Ano novo: um oceano inteiro para navegar
“Foram às pressas em Belém e encontraram Maria e José,
e o recém-nascido deitado na manjedoura”
(Lc 2,16)
Hoje começamos mais um “novo ano”. Segundo S. Gregório de Nissa, “na vida cristã, vamos de começo em começo, através de começos sem fim”. Recomeçar contínuo, no qual nos colocamos sempre de novo à escuta do Espírito para nos deixar conduzir por Ele em direção ao vasto oceano da vida.
O Evangelho de hoje nos revela que o caminho para uma vida expansiva começa no acesso a uma simples gruta, para acolher a admirável profundidade que a cena do nascimento de Jesus des-vela e que, em seu nível mais interior, fala de todos nós. Ali nos encontramos com um recém-nascido e seus pais, com pastores, com um presépio, com uma mulher que “guarda” um segredo, com a glória e o louvor de Deus… Os pastores, o presépio, o recém-nascido… representam a realidade inteira: somos nós mesmos, é tudo o que nos envolve neste preciso momento, são todos os seres… Toda a cena, marcada pela simplicidade, quer introduzir-nos em um Silêncio admirado e agradecido, pleno de luz e de encanto.
Trata-se de um convite a aprofundar no Mistério que aí se expressa. Tudo está aí; quando sabemos olhar descobrimos que tudo está cheio da Presença que dá sentido à nossa existência e nos move a uma vida sempre mais ampla.
É incrível que a pequenez e a vulnerabilidade sejam os cartões de visita de Deus. O Natal é o memorial desta verdade, que normalmente esquecemos. Deus não nos estende a mão a partir de cima, senão que se mostra necessitado a partir de baixo; Ele nos ajuda a partir da debilidade, da fragilidade, como se não houvesse outro modo de poder ser compassivo.
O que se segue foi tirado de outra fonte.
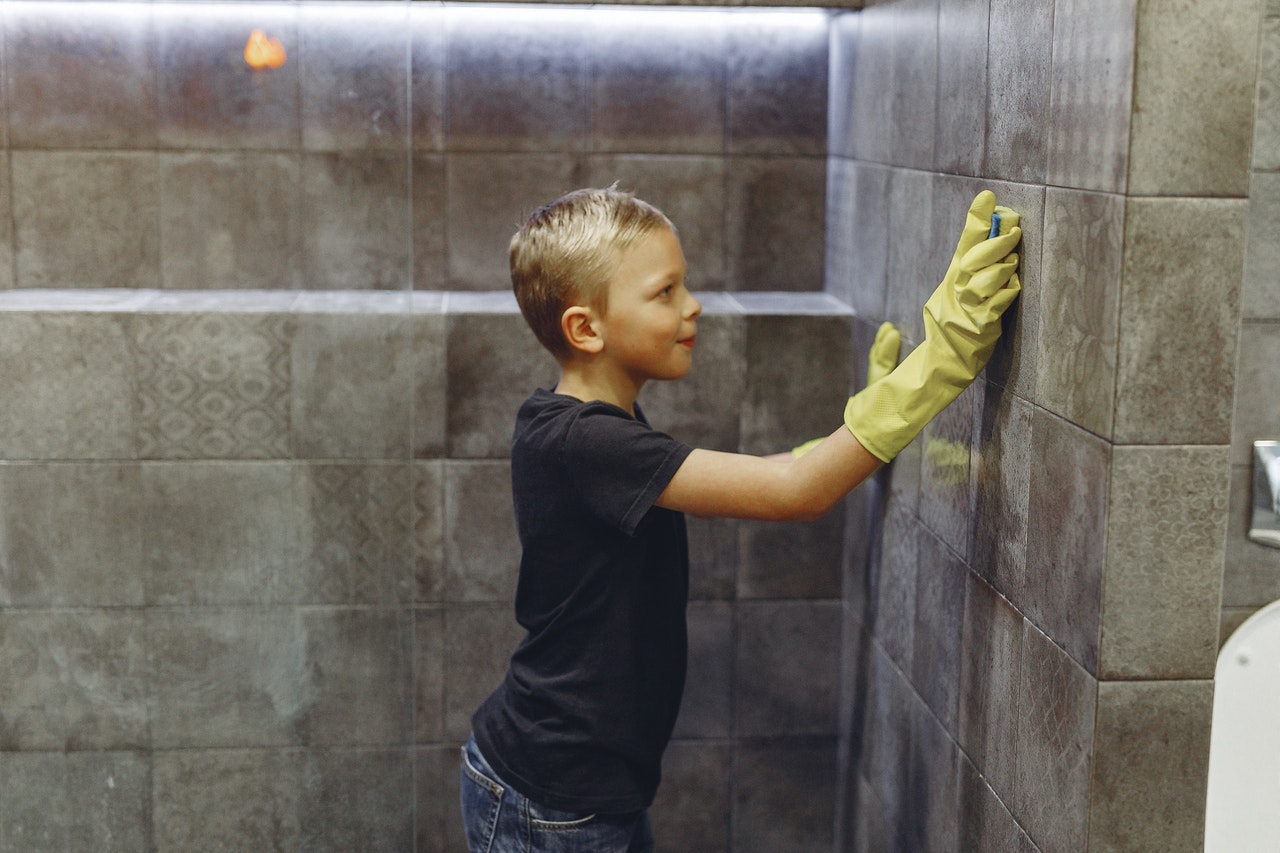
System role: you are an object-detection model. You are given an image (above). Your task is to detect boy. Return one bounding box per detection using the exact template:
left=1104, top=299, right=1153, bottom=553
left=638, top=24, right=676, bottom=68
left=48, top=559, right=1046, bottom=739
left=462, top=188, right=1021, bottom=853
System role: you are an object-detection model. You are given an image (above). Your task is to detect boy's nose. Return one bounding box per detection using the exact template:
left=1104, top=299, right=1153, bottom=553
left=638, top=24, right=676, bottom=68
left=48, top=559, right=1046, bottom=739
left=686, top=293, right=703, bottom=320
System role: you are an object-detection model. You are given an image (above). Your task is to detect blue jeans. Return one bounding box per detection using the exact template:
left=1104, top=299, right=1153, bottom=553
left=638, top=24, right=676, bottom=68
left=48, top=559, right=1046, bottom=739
left=462, top=738, right=653, bottom=853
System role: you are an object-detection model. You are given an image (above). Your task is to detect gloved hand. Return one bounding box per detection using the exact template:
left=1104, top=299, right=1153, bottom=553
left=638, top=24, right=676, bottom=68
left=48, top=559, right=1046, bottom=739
left=845, top=191, right=1023, bottom=462
left=791, top=323, right=902, bottom=459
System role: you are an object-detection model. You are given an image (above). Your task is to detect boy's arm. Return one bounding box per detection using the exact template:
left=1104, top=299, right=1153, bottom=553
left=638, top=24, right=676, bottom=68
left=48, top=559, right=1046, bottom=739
left=657, top=427, right=881, bottom=521
left=658, top=192, right=1021, bottom=520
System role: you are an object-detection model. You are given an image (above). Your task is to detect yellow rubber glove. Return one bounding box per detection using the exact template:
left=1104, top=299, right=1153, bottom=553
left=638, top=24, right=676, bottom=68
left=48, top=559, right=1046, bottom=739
left=791, top=323, right=902, bottom=459
left=845, top=191, right=1023, bottom=462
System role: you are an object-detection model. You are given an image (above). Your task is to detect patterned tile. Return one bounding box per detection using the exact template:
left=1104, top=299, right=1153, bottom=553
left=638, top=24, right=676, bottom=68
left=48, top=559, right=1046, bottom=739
left=131, top=313, right=293, bottom=459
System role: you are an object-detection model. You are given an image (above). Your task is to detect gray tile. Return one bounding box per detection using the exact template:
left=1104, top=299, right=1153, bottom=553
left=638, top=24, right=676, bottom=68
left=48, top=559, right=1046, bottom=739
left=413, top=608, right=445, bottom=744
left=911, top=525, right=968, bottom=733
left=1129, top=0, right=1258, bottom=196
left=590, top=9, right=727, bottom=154
left=1115, top=199, right=1248, bottom=444
left=152, top=749, right=302, bottom=853
left=1098, top=447, right=1230, bottom=679
left=0, top=608, right=148, bottom=752
left=289, top=313, right=416, bottom=460
left=152, top=4, right=302, bottom=150
left=445, top=6, right=596, bottom=153
left=881, top=170, right=936, bottom=343
left=408, top=5, right=448, bottom=151
left=740, top=314, right=852, bottom=453
left=141, top=462, right=296, bottom=605
left=5, top=5, right=156, bottom=149
left=1047, top=0, right=1138, bottom=192
left=1036, top=190, right=1125, bottom=437
left=737, top=505, right=845, bottom=599
left=586, top=154, right=728, bottom=291
left=411, top=461, right=445, bottom=601
left=157, top=151, right=303, bottom=289
left=824, top=160, right=891, bottom=321
left=878, top=0, right=940, bottom=169
left=440, top=154, right=585, bottom=291
left=673, top=602, right=735, bottom=738
left=413, top=743, right=467, bottom=853
left=956, top=760, right=1037, bottom=853
left=447, top=313, right=559, bottom=459
left=1089, top=680, right=1213, bottom=852
left=444, top=461, right=520, bottom=602
left=920, top=386, right=967, bottom=560
left=1253, top=14, right=1280, bottom=170
left=1019, top=410, right=1111, bottom=672
left=1231, top=321, right=1280, bottom=465
left=300, top=608, right=413, bottom=742
left=827, top=12, right=870, bottom=158
left=148, top=610, right=412, bottom=748
left=1240, top=174, right=1280, bottom=321
left=686, top=516, right=741, bottom=601
left=726, top=12, right=829, bottom=155
left=0, top=464, right=145, bottom=607
left=861, top=646, right=919, bottom=836
left=934, top=0, right=993, bottom=174
left=10, top=151, right=160, bottom=288
left=1222, top=465, right=1280, bottom=611
left=411, top=154, right=450, bottom=291
left=301, top=151, right=413, bottom=291
left=956, top=574, right=1023, bottom=799
left=649, top=740, right=733, bottom=853
left=298, top=5, right=411, bottom=151
left=298, top=747, right=415, bottom=853
left=0, top=752, right=151, bottom=853
left=293, top=461, right=415, bottom=605
left=414, top=307, right=448, bottom=459
left=972, top=383, right=1033, bottom=602
left=724, top=158, right=827, bottom=291
left=129, top=313, right=294, bottom=459
left=868, top=503, right=922, bottom=672
left=731, top=739, right=836, bottom=852
left=846, top=4, right=896, bottom=164
left=629, top=306, right=746, bottom=452
left=444, top=602, right=525, bottom=744
left=983, top=0, right=1053, bottom=183
left=1010, top=622, right=1098, bottom=853
left=0, top=311, right=136, bottom=460
left=733, top=601, right=840, bottom=736
left=908, top=702, right=961, bottom=850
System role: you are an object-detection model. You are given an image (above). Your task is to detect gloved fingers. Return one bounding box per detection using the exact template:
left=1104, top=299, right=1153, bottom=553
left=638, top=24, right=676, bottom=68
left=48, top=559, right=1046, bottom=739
left=996, top=205, right=1021, bottom=234
left=956, top=254, right=1019, bottom=303
left=951, top=190, right=996, bottom=264
left=867, top=323, right=902, bottom=386
left=960, top=225, right=1023, bottom=273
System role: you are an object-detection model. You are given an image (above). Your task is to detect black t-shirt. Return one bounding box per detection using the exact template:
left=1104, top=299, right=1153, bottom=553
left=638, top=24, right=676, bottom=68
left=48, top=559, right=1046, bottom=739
left=472, top=389, right=692, bottom=813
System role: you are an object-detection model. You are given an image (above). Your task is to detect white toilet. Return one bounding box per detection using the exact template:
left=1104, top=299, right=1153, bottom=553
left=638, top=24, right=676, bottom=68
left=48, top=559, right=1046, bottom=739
left=1204, top=601, right=1280, bottom=853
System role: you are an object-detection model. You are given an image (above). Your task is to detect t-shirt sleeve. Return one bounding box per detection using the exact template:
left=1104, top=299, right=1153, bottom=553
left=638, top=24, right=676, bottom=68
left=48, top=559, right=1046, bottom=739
left=563, top=410, right=692, bottom=535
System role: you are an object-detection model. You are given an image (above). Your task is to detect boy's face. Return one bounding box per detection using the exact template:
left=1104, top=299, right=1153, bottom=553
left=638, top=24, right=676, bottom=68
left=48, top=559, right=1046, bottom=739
left=600, top=228, right=703, bottom=388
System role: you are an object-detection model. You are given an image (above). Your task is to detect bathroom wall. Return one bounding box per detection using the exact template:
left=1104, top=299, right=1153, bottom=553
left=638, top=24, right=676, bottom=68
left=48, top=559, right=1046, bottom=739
left=1222, top=0, right=1280, bottom=640
left=827, top=0, right=1259, bottom=852
left=0, top=3, right=852, bottom=853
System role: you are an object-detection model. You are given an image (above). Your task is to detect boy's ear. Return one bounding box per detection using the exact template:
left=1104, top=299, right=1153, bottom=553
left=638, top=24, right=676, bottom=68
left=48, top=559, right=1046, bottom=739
left=561, top=305, right=604, bottom=353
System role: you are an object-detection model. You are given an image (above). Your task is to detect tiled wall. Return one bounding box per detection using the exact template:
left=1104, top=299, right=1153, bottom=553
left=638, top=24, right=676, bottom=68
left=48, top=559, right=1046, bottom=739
left=827, top=0, right=1259, bottom=852
left=0, top=3, right=852, bottom=853
left=0, top=0, right=827, bottom=291
left=0, top=291, right=851, bottom=853
left=1222, top=0, right=1280, bottom=639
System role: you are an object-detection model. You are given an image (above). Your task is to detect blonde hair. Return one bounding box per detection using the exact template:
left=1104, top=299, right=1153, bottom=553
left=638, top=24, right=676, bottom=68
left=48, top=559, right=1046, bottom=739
left=509, top=184, right=676, bottom=361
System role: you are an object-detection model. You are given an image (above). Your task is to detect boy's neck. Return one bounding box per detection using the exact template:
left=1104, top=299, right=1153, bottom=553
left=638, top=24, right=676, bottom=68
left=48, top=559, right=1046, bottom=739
left=556, top=361, right=643, bottom=416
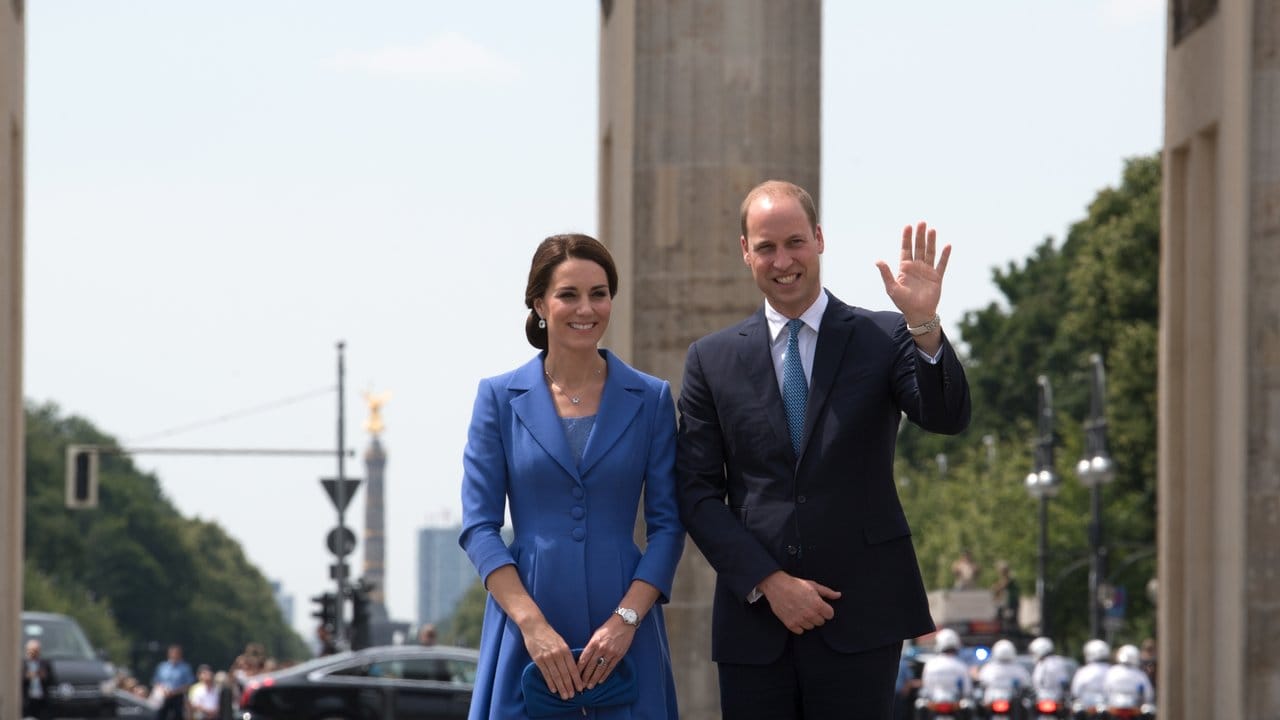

As primeiras testemunhas deste intercâmbio foram alguns pastores. Para seus contemporâneos, eles não eram bem-vistos; no entanto, são eles que acolheram com assombro a grande novidade, imperceptível para aqueles que estavam “cheios de si”; eles estão despertos enquanto outros dormem.
Em um primeiro momento, receber de golpe tanta luz os cega, e o medo se apodera deles. Sempre que temos possibilidade de mais luz em nossa vida, rondam também os medos. Ver de novo, ver outras coisas diferentes daquilo que acreditávamos ver, que temos nos acostumado a ver, é também nascer de novo, e toda transformação se encontra bloqueada pelo medo. Ao lado do medo, dentro de sua concha, a pérola da alegria aguardando ser descoberta.
Precisamos despertar o pastor interior que há em nós, nossa capacidade de atenção e vibração com a vida, de buscar com outros, de deixar-nos surpreender.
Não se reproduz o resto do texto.